I was at my grandparents’ house the first time I consciously remember choosing to sleep naked. I’m not sure how old I was. I think it was just before I moved back to Jamaica after living in Australia with my aunt and uncle and two cousins for a year. So I was maybe twelve or thirteen.
It was winter time and I’ve always been a fiend for an electric blanket so I cranked the blanket up to three and shed my peejays before getting into bed. The flannel sheets felt like the softest thing I’d ever touched. And it felt so naughty, that anyone could walk in and talk to me and not know that, under the covers, I was totally naked. To this day, climbing into bed nude with freshly shaved legs is one of the greatest feelings on earth. I can only describe it as feeling like you’re not there – that you’re so smooth, naked and hairless that everything just gliiiiiiides over you, not really touching you. It’s delicious.

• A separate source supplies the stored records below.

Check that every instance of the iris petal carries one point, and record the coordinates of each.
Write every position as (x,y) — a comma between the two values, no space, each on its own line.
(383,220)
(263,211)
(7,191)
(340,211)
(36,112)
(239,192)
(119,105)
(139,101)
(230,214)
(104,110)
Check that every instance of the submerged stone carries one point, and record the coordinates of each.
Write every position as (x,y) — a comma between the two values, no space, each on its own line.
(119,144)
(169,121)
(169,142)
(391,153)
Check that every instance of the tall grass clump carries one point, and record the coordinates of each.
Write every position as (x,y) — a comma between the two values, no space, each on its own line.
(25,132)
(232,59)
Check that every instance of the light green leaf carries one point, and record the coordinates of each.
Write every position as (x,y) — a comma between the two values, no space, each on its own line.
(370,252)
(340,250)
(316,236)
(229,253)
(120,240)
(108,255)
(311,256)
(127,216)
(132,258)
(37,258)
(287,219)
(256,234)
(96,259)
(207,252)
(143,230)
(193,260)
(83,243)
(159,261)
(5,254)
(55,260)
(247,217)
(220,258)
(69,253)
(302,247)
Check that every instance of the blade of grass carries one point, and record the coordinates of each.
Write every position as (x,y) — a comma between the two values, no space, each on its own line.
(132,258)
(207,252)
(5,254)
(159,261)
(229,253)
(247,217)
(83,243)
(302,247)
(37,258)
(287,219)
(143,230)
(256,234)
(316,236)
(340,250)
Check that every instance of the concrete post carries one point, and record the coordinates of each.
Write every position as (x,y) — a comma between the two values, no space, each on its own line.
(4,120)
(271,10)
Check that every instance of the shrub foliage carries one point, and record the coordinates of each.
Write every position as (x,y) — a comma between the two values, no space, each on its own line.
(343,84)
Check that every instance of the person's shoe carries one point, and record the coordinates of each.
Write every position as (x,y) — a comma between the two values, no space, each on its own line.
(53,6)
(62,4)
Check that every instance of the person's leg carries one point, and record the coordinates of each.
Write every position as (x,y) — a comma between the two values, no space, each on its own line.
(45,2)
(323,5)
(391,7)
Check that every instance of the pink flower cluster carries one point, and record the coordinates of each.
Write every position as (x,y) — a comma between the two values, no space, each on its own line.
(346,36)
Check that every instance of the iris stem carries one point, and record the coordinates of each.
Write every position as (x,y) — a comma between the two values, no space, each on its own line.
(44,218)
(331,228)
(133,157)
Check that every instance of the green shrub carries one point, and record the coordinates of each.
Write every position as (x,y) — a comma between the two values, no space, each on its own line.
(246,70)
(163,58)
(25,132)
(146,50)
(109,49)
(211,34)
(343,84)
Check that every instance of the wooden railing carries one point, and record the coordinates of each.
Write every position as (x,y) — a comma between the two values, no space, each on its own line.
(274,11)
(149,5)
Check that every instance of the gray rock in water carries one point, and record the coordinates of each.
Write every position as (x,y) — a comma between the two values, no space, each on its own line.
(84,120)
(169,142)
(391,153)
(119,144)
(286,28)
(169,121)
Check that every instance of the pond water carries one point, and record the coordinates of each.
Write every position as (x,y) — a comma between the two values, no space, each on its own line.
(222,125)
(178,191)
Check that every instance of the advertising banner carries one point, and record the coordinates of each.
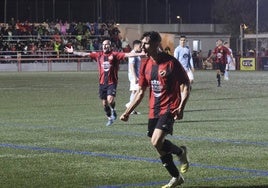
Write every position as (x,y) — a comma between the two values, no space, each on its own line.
(264,61)
(247,64)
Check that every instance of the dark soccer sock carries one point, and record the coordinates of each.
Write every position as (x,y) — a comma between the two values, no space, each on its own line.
(219,79)
(168,163)
(107,110)
(113,105)
(170,147)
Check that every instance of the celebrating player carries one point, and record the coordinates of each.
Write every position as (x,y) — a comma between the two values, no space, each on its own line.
(163,74)
(108,65)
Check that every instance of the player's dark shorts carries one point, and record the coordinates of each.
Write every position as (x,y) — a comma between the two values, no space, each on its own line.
(105,90)
(164,122)
(220,66)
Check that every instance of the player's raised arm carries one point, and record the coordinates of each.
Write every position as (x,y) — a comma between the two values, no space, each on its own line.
(71,51)
(134,54)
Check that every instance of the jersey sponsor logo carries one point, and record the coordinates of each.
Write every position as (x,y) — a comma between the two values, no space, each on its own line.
(156,88)
(185,56)
(106,66)
(162,73)
(219,55)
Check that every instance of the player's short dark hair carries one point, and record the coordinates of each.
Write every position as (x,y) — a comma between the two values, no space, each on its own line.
(153,35)
(136,42)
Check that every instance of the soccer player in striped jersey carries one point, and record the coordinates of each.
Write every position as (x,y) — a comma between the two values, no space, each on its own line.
(163,75)
(108,65)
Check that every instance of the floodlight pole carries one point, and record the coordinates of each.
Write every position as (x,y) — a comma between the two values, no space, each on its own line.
(257,31)
(241,40)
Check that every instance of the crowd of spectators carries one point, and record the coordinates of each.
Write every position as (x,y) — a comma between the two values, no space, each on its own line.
(48,39)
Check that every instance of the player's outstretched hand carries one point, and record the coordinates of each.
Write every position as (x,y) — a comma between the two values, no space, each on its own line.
(178,114)
(69,50)
(124,117)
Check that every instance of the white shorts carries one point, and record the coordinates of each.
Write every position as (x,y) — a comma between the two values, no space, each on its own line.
(133,85)
(190,75)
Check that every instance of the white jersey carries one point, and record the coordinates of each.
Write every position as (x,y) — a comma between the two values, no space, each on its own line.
(184,56)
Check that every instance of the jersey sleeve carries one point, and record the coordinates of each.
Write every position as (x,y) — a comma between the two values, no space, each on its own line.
(142,78)
(119,55)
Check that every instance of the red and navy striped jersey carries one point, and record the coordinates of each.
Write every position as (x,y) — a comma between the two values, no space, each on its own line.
(164,79)
(108,66)
(221,53)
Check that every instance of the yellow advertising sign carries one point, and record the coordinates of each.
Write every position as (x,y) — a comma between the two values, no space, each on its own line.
(247,64)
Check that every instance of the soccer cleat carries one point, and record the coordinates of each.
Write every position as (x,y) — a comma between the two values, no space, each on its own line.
(134,112)
(174,182)
(184,166)
(114,115)
(110,122)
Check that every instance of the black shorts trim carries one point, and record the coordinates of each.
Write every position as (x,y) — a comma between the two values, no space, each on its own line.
(105,90)
(164,122)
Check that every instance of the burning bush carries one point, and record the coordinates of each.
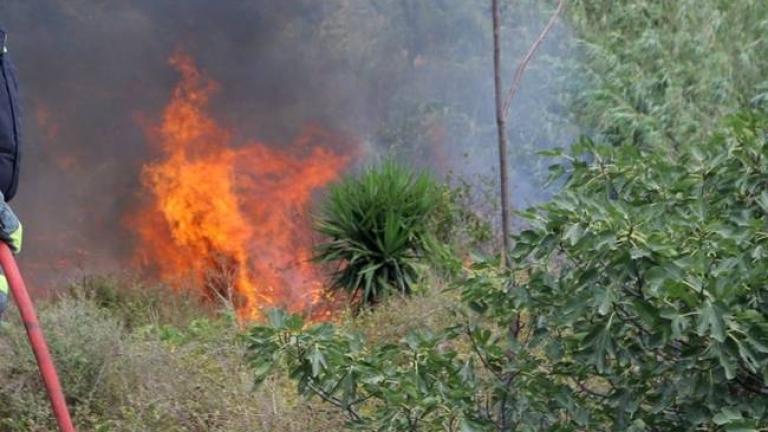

From then on, I was hooked. Wearing clothes to bed made me feel tangled and uncomfortable. Eventually I would grow to love being naked all the time but that wasn’t until much later, once I got past my teenage self consciousness and poor self esteem. I still sleep naked in summer but not so much in winter time.You see, I’m one of those people that’s always cold. If I stand in a shadow at the height of summer, I’ll feel cold. I’m not even exaggerating (much).
We used to have an electric blanket but one day we found it had burnt a small hole in the material and Jared banned it from the house. I was willing to be more forgiving, after all, it was a very tiny hole and we spotted it early and we didn’t die. I mean, what harm had it really done in the grand scheme of things? Having an electric blanket meant I could sleep naked all year round, which was a plus I was willing to make some sacrifices for. But Jared wouldn’t budge. He kept throwing around words like “safety” and “health hazard”. In the end, I gave up.
So, as you can see, sleeping nude in winter is not going to work for me (damn it, I miss my electric blanket!). But summer time, ohhh yeah. It’s on, baby. Nighties be damned, it’s nudie time.